Nonostante questo, anche la richiesta di prudenza, che si traduce in pratica nella pretesa di fermare l’eradicazione degli ulivi in attesa di risposte più certe da parte delle autorità sanitarie circa le origini dell’infezione, potrebbe avere conseguenze molto gravi.
Per il Complesso del Disseccamento Rapido dell’Olivo, che sta affliggendo un’area per ora (fortunatamente) limitata del Salento, abbiamo una rosa di possibili colpevoli: oltre alla Xylella, le analisi hanno rilevato la presenza di alcuni funghi, favorita dalle gallerie che le larve di un tipo di falena praticano nel legno. Funghi, quindi, Xylella o larve di falena? O un mix di cause? Ci troviamo in una situazione in cui è facile confondere e sovrapporre correlazioni e causalità ma è veramente necessario attendere di scoprire se sia nato prima l’uovo o la gallina per agire? E qual è il modo più “prudente” per agire?
Siamo nel campo del cosiddetto risk assessment, la valutazione e gestione del rischio: oggi parliamo di piante, ma chi si trova a gestire emergenze sanitarie ed epidemie affronta problemi simili, e lo fa tutto sommato in modo analogo, individuando contromisure da mettere in atto sulla base delle conoscenze disponibili in quel momento e tenendo, questa è la cosa più importante, un occhio all’orologio. Il tempo, nella diffusione di un contagio, è un fattore determinante.
Tra le cose che oggi sappiamo di questa infezione è che sono state trovate tracce di un batterio, la Xylella fastidiosa, per il quale non esiste medicina, e che potrebbe aver trovato nell’ecosistema pugliese un insetto-vettore capace di trasportarlo rapidamente. Ci sono quindi forti probabilità che in Puglia si stia diffondendo un’infezione che potrebbe, come un incendio, devastare l’intero patrimonio olivicolo italiano. Probabilità, è vero. Non certezze.
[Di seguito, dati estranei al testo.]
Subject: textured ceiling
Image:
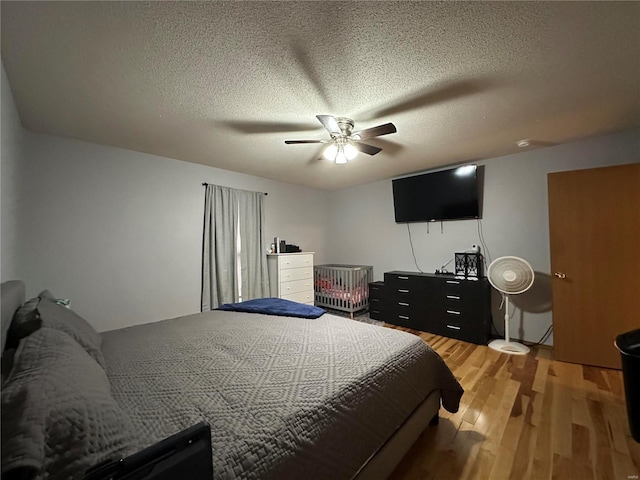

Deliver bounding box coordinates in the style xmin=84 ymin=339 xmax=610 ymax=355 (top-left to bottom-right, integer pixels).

Ma la prudenza, proprio quella prudenza evocata da chi si oppone agli abbattimenti, suggerisce che debbano essere tenute in seria considerazione anche le conseguenze (e le responsabilità) del mancato agire.
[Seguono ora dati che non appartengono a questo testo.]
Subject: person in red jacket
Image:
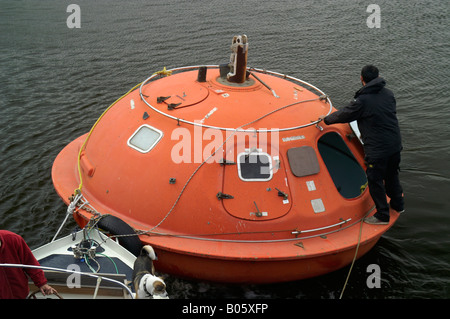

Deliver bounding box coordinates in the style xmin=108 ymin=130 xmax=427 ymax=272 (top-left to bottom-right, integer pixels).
xmin=0 ymin=230 xmax=56 ymax=299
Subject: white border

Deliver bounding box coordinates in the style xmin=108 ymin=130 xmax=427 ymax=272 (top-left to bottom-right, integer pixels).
xmin=127 ymin=124 xmax=164 ymax=154
xmin=237 ymin=149 xmax=273 ymax=182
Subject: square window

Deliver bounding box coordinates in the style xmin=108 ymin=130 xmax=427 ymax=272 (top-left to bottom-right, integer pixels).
xmin=237 ymin=150 xmax=273 ymax=182
xmin=128 ymin=124 xmax=163 ymax=153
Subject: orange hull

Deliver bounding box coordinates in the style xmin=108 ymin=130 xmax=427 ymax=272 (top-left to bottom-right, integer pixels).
xmin=52 ymin=58 xmax=398 ymax=283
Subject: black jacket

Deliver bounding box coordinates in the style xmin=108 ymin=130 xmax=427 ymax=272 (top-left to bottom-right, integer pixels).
xmin=324 ymin=77 xmax=402 ymax=160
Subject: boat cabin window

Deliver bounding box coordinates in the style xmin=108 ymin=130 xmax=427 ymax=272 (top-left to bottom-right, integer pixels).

Chi oggi ha presentato un ricorso d’urgenza al Tar (poteva mancare il ricorso al Tar?) per chiedere la sospensione degli abbattimenti non ha pensato all’eventualità che, in attesa di tutti i chiarimenti del caso, l’infezione possa arrivare a interessare un territorio più ampio, tanto più ampio da richiedere interventi più drastici, abbattimenti più estesi, trattamenti con pesticidi più intensi e più diffusi.
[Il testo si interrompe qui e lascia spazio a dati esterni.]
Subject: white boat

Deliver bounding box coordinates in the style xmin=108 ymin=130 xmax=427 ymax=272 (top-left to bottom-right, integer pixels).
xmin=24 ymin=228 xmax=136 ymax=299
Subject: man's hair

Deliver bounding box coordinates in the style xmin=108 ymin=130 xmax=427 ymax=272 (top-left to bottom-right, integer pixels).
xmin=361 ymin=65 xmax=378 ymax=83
E allo stesso rischio, proprio perché non sono chiamati a gestire il rischio e ad assumersi la responsabilità di una sua corretta gestione, non devono aver pensato gli artisti che oggi si fanno fotografare con l’hashtag #DifendiamoGliUlivi, in difesa del suggestivo paesaggio nel quale sono soliti trascorrere le vacanze. Ma alla fine, quando anche il Tar avrà detto la sua - i tempi della giustizia sono decisamente incompatibili con i tempi necessari per affrontare un’emergenza sanitaria - potremmo trovarci di fronte a una situazione ben peggiore.
A quel punto dovremmo spiegare (e spiegarci) per quale ragione non siamo intervenuti in tempo quando avevamo la possibilità di farlo. Dire che prima dovevamo convincere Sabina Guzzanti, Al Bano e i loro amici non sarebbe, temiamo, una risposta soddisfacente.